The nation’s crumbling infrastructure makes it hard for those living in poverty to access jobs, quality groceries, and good schools.
Transportation is about more than just moving people from point A to point B. It’s also a system that can either limit or expand the opportunities available to people based on where they live. In many cities, the areas with the shoddiest access to public transit are the most impoverished—and the lack of investment leaves many Americans without easy access to jobs, goods, and services.
To be certain, the aging and inadequate transportation infrastructure is an issue for Americans up and down the economic ladder. Throughout the country highways are crumbling, bridges are in need of repair, and railways remain inadequate. Improvement to public transportation—buses, trains, and safer routes for bicycles—is something that just about everyone who lives in a major metropolitan area has on their wish list. But there’s a difference between preference and necessity: “Public transportation is desired by many but is even more important for lower-income people who can't afford cars,” says Rosabeth Moss Kanter, a professor at Harvard University and author of a new book Move: Putting America’s Infrastructure Back in the Lead.
“Without really good public transportation, it's very difficult to deal with inequality,” Kanter said. Access to just about everything associated with upward mobility and economic progress—jobs, quality food, and goods (at reasonable prices), healthcare, and schooling— relies on the ability to get around in an efficient way, and for an affordable price. A recent study from Harvard found that geographic mobility was indeed linked to economic mobility, and a 2014 study from NYU found a link between poor public-transit access and higher rates of unemployment and decreased income in New York City.

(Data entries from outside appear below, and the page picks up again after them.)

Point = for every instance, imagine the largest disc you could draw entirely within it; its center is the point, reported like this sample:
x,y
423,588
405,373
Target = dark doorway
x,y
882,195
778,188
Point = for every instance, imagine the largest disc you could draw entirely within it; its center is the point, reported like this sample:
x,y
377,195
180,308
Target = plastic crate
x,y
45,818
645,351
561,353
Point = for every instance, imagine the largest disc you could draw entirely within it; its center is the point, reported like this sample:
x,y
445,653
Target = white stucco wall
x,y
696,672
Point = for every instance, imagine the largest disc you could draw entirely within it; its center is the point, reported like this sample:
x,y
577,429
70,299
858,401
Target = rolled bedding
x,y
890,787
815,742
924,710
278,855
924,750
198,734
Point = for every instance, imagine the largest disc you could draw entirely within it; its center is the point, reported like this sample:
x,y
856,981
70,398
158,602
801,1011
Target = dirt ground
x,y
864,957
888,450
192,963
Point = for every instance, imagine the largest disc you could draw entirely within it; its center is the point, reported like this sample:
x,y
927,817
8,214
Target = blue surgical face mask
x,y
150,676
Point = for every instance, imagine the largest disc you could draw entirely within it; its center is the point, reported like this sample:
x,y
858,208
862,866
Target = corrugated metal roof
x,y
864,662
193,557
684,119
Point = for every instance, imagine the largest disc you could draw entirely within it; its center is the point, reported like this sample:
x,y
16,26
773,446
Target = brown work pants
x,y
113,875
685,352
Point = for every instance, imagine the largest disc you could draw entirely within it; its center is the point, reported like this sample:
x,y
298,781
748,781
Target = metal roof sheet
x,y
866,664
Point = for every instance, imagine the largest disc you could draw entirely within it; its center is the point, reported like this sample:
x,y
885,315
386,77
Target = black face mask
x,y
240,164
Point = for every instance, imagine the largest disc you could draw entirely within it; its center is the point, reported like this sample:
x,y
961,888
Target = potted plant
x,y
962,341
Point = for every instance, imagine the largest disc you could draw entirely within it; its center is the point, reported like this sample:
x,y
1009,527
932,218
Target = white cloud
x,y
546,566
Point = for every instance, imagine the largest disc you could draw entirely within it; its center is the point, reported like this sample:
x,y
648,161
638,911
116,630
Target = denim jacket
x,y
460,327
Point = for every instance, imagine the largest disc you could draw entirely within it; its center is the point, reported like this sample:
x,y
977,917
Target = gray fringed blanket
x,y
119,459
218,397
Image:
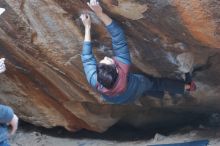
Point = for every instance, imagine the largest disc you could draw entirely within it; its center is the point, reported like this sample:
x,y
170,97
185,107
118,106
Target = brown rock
x,y
44,81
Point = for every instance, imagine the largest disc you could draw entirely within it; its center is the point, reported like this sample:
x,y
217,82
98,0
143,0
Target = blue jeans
x,y
4,143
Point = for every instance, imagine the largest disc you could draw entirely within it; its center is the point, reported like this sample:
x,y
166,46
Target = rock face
x,y
45,84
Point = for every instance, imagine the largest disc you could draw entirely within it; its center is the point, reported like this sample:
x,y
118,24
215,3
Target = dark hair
x,y
107,75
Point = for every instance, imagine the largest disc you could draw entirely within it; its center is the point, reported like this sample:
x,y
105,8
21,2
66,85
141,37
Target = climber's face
x,y
107,60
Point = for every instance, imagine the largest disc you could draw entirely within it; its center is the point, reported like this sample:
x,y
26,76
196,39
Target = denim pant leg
x,y
4,143
173,86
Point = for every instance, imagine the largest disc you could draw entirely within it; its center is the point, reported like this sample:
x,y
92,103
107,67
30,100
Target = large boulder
x,y
45,83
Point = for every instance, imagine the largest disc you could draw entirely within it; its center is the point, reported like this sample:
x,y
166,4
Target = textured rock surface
x,y
45,83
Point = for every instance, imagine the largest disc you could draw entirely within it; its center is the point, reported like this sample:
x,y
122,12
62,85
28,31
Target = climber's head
x,y
106,72
2,10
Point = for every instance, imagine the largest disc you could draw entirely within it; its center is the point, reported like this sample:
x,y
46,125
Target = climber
x,y
7,116
110,77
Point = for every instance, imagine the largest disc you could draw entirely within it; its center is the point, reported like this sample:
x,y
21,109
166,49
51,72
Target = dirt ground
x,y
37,138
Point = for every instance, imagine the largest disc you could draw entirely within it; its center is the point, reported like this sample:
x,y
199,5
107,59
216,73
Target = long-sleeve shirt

Access to good transit is not merely a question of a system’s geographic reach but also the cost to ride—and the latter is becoming an issue more and more. In the past five years many metro areas including New York, Portland, and St. Louis have seen fare hikes that place additional strain on low-income households. Recent additions to public transportation options, like bike share, should—in theory—make getting around easier and cheaper. But as it’s widely been noted, these programs tend to place their kiosks, at least at first, in more affluent neighborhoods. They also require credit cards for rental, which leaves out poorer populations who tend to not have access to such financial instruments. A recent survey of bike share users in Washington D.C., for example, found that ridership wasn’t particularly reflective of the city’s population: The city has a population that is about 50 percent black but the study found that bike-share ridership was made of up of mostly young, white males, and more than 50 percent of those using the region’s bike share system had incomes of $100,000 or more.
That leaves most low-income households to rely on older transportation methods—and therein lies the problem.
For those living in less central neighborhoods, buses typically provide a crucial link to main subway lines. That, too, can be problematic. Bus fleets are old and breakdowns are common. Kanter says that in her interviews with public-transit users, complaints about bus systems were widespread. “They reported that bus drivers sometimes didn't complete routes late at night because there were very few passengers and the neighborhoods were considered dangerous. Or bus drivers would sometimes pass people by standing at bus stops.” Bus stops were also in disrepair, providing inadequate shelter from precipitation or severe cold—a problem that is exacerbated by the book’s finding that even in cities that allow for digital tracking, bus arrival and departure times are often erroneous, leaving people to wait for untold periods of time. And thanks to overcrowding and inadequate space for things like grocery bags or bikes, once a bus arrives, passengers often can’t manage to get on.
That means America’s inadequate public transit leaves many Americans hoping to better themselves stuck—both metaphorically and quite literally.
There is no silver bullet. Kanter says that creating rapid bus service could help increase efficiency and could be completed fairly quickly and require fewer funds than, say, laying rails. And as my colleague Alana Semuels wrote in a recent piece, more public-private partnership may be a solution that helps cash-strapped public systems increase their reach. According to Kanter, the problem has to be addressed, and quickly, especially in the face of growing economic disparity. “We need to think about how important forms of transportation are to the economy and quality of life. And we have to reinvest.”